On the cost side of the equation, we purchased 7.7 million doses of H1N1 vaccine from two pharmaceutical companies, GlaxoSmithKline and Baxter. The cost was estimated to be €80 million, based on the need for double vaccination. By the end of 2009, the actual cost of vaccines was €12.8 million; the total cost of providing vaccination by then had come to €26.4 million.

While there has been no direct questioning of policy or expenditure here, internationally the hunt is on for a scapegoat. Chief suspect is the WHO itself, which has set up an external committee to examine its performance. Prof Ulrich Keil, a WHO advisor, has suggested the decision to declare a flu pandemic has led to a major misallocation of health budgets.

By changing the definition of a pandemic between the reporting of first cases in Mexico in March and the declaration of a full phase-six pandemic in June, the WHO has left itself open to charges of moving the goalposts mid- match. The new definition left out references to the severity of the illness caused by the virus. As a result, what was emerging as a mild illness for most people became, by definition, a full-blown pandemic, complete with images of a 1918-like devastation of the world’s population. No one appears to have allowed for the possibility of a mild pandemic.

Could this have happened as a result of groupthink among experts focused on a doomsday scenario? The European Medicines Agency and the European Centre for Disease Prevention and Control have been criticised for not carrying out their own assessments of the threat, independent of the WHO. But Poland stood alone and refused to launch a vaccine campaign after its own national experts concluded the risks were not as grave as predicted by others.

The Council of Europe is examining whether undue influence from the pharmaceutical industry led to the WHO labelling the H1N1 outbreak a pandemic. Some have suggested a conflict of interest between public-health experts and “big pharma” out to maximise commercial profits.

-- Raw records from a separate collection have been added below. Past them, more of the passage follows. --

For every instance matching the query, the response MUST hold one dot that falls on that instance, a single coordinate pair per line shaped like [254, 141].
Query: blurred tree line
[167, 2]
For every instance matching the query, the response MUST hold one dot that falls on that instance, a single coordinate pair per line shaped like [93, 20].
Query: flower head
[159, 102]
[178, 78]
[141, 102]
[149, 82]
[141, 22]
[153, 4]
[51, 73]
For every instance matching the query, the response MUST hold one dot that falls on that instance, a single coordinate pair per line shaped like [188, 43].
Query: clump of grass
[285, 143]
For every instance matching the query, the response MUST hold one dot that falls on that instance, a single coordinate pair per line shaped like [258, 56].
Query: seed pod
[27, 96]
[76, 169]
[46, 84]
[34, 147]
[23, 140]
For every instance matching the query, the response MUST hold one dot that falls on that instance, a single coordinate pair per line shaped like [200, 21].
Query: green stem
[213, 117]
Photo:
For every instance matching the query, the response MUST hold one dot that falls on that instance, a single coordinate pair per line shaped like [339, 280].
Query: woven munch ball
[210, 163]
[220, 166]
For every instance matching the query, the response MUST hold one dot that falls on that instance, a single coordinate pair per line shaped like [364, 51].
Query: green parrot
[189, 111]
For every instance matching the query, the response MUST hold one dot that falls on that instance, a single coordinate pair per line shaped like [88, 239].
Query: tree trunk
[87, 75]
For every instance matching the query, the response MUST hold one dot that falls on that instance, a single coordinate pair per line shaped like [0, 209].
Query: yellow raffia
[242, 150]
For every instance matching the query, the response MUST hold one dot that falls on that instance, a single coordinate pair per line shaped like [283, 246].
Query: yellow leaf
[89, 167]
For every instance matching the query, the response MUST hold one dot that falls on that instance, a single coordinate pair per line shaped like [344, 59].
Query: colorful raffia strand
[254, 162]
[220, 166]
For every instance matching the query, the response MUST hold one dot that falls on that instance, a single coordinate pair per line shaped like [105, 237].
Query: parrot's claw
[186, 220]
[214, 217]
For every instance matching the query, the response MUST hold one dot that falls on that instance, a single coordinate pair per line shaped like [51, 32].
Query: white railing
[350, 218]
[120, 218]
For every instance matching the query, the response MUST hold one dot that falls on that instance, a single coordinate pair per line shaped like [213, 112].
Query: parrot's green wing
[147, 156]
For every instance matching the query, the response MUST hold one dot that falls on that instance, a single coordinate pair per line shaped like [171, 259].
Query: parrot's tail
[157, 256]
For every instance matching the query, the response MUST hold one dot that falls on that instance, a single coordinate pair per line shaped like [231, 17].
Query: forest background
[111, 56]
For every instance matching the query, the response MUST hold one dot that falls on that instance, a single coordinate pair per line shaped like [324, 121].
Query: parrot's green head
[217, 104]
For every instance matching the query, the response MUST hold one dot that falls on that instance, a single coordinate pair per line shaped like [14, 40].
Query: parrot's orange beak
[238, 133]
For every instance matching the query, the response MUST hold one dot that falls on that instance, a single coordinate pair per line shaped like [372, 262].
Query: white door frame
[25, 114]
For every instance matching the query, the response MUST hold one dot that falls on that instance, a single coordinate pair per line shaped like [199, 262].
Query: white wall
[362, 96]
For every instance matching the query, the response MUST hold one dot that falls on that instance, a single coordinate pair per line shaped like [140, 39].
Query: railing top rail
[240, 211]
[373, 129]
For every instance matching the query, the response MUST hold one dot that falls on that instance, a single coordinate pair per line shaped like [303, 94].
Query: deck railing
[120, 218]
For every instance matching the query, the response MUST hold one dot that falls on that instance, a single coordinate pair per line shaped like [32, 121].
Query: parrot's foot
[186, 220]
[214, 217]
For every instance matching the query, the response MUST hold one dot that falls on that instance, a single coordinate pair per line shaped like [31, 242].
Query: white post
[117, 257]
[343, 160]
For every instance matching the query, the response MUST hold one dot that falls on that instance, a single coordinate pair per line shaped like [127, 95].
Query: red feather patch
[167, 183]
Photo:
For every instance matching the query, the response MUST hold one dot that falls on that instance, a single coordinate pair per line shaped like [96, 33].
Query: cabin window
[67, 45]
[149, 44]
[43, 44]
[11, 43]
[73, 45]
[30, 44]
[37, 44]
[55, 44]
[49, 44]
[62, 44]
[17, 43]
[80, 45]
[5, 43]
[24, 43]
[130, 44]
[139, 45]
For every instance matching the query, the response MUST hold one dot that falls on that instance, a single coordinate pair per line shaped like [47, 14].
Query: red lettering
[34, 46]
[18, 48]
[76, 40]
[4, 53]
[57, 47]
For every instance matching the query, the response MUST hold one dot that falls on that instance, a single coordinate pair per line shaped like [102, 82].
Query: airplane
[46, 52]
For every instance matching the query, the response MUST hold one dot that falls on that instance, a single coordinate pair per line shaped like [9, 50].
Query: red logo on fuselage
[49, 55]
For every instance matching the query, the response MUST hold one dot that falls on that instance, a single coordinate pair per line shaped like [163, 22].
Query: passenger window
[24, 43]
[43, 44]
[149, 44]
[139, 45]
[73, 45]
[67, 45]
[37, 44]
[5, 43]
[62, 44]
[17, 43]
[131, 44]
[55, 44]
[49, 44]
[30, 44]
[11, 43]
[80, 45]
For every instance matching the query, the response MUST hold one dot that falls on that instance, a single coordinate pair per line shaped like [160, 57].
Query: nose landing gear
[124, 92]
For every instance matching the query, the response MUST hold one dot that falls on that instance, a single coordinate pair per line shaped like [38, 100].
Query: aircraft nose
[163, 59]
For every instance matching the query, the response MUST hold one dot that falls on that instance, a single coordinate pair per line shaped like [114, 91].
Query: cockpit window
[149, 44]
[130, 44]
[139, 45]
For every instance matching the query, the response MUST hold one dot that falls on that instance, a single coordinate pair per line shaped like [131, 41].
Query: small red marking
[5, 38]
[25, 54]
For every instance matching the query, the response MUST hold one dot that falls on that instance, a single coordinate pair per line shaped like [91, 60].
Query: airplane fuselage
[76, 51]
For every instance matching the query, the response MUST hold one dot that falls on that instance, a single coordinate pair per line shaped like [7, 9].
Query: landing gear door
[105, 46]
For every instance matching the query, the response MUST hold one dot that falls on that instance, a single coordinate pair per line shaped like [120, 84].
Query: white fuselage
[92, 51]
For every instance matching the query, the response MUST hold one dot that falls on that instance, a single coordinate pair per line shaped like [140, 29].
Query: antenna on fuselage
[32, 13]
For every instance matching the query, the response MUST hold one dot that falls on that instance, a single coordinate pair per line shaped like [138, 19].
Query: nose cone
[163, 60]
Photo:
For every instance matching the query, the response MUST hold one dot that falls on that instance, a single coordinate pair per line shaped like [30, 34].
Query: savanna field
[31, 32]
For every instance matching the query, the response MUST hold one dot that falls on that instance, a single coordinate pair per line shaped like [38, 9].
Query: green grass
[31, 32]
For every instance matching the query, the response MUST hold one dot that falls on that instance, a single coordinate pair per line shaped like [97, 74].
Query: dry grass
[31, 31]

But no matter what the outcome of the various inquiries into the saga, one result is already clear: the level of public trust in the WHO and other public-health institutions has been severely dented. Rightly or wrongly, the perception of organisations “crying wolf” over Sars, bird flu and swine flu lessens the chance of most people taking the next pandemic seriously.

And yet if the WHO hadn’t declared a pandemic and national governments weren’t prepared, and if the virus had killed large numbers, the same critics would be first in line to demand accountability. Is the whole area of infectious disease planning akin to the Y2K bug? And does the failure of disaster to occur mean that disaster-planning ought to be abandoned?